Sherri Welch – Crain’s Detroit Business

By the numbers

The Capital Access report doesn’t quantify the amount of capital that’s been made available for loans and grants to underserved entrepreneurs in Detroit and the other two cities. But it’s clearly increased, Jones said, with support from groups including NEI, W.K. Kellogg Foundation, the Detroit Development Fund, JPMorgan Chase, Michigan Women Forward, ProsperUs and others.

Loans from banks to small businesses in Detroit as reported under the Community Reinvestment Act dropped 60 percent between 2008 and 2010, according to the report. Lending returned to pre-recession levels in 2015, but accessible capital remains elusive, particularly at the microloan level of loans of $50,000 or less.

Two organizations — ProsperUS and Michigan Women Forward — are the primary microloan providers for entrepreneurs in the Detroit area, but the current capacity and reach of these organizations is limited, according to the report.
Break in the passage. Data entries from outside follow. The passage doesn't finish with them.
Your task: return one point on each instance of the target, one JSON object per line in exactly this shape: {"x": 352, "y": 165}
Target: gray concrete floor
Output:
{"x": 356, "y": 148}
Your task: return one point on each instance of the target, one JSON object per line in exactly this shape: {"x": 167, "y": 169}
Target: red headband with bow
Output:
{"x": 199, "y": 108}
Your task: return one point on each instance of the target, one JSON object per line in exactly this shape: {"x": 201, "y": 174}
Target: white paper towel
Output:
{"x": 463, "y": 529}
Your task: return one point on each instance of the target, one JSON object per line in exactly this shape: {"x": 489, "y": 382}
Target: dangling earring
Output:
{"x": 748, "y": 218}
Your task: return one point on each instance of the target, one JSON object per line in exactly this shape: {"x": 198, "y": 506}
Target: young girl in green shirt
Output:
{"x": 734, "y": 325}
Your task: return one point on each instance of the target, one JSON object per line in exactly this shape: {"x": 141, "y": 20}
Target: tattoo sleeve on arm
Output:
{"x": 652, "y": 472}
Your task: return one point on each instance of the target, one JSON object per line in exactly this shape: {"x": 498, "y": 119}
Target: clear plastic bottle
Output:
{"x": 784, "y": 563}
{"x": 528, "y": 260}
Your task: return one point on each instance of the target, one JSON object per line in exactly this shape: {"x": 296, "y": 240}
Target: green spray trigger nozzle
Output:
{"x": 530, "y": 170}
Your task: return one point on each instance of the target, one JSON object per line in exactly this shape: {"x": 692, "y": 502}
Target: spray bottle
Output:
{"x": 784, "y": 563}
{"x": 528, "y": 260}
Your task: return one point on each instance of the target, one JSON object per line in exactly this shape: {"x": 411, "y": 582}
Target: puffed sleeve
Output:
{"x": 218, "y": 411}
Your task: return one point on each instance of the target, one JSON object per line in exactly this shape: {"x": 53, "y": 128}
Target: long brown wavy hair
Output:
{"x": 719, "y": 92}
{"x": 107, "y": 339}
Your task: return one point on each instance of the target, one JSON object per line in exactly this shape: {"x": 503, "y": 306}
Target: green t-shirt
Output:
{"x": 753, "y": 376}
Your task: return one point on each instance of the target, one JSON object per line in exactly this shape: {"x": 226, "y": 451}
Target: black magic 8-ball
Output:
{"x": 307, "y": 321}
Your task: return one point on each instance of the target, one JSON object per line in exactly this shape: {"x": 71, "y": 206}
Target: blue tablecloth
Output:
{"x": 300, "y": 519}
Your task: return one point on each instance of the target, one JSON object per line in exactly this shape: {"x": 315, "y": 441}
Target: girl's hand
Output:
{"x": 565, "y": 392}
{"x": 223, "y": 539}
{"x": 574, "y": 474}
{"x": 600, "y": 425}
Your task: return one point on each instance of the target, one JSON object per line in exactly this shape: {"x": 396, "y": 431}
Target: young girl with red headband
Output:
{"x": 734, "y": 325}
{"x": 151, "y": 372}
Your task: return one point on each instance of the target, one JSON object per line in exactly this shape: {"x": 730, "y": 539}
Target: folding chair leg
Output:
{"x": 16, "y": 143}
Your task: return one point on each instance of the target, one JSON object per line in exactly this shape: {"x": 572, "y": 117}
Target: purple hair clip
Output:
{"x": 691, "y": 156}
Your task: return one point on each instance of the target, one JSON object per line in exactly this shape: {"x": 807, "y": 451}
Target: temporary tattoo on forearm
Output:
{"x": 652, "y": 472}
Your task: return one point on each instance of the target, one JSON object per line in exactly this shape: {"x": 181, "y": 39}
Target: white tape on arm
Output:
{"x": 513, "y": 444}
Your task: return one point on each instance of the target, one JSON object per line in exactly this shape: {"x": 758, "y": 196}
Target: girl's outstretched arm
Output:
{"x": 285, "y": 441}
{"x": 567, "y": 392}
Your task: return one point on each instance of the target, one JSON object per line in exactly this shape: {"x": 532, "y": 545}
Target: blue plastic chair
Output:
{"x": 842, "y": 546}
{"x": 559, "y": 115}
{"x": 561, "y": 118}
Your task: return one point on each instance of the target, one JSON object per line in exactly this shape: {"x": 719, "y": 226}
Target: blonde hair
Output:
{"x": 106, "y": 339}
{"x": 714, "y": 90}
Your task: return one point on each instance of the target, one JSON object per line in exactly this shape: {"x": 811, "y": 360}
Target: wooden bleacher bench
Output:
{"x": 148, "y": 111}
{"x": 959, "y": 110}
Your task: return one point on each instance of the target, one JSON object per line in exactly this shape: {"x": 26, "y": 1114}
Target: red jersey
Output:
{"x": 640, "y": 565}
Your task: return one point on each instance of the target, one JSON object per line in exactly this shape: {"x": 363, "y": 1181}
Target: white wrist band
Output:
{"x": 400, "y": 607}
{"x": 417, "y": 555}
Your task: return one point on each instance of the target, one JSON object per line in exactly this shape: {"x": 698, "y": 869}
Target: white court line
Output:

Michigan Women Forward, which offers microloans between $2,500 and $50,000, disbursed 17 loans in Detroit in 2017. ProsperUS offers microloans of $5,000-$15,000 for startups and $25,000 for existing businesses. It also disbursed 17 loans to Detroit-area entrepreneurs in 2017.

Two other groups — Opportunity Resource Fund, a statewide, community development financial institution that provides affordable loans to underserved people and communities, and CEED Lending, a Livonia-based, U.S. Small Business Association microlender — both also offer microloans but have been less active in the Detroit area, the report’s authors said.

Combined, all of those lenders are making $2.5 million-$3 million in microloans in Detroit, Hamtramck and Highland Park each year, Jones said.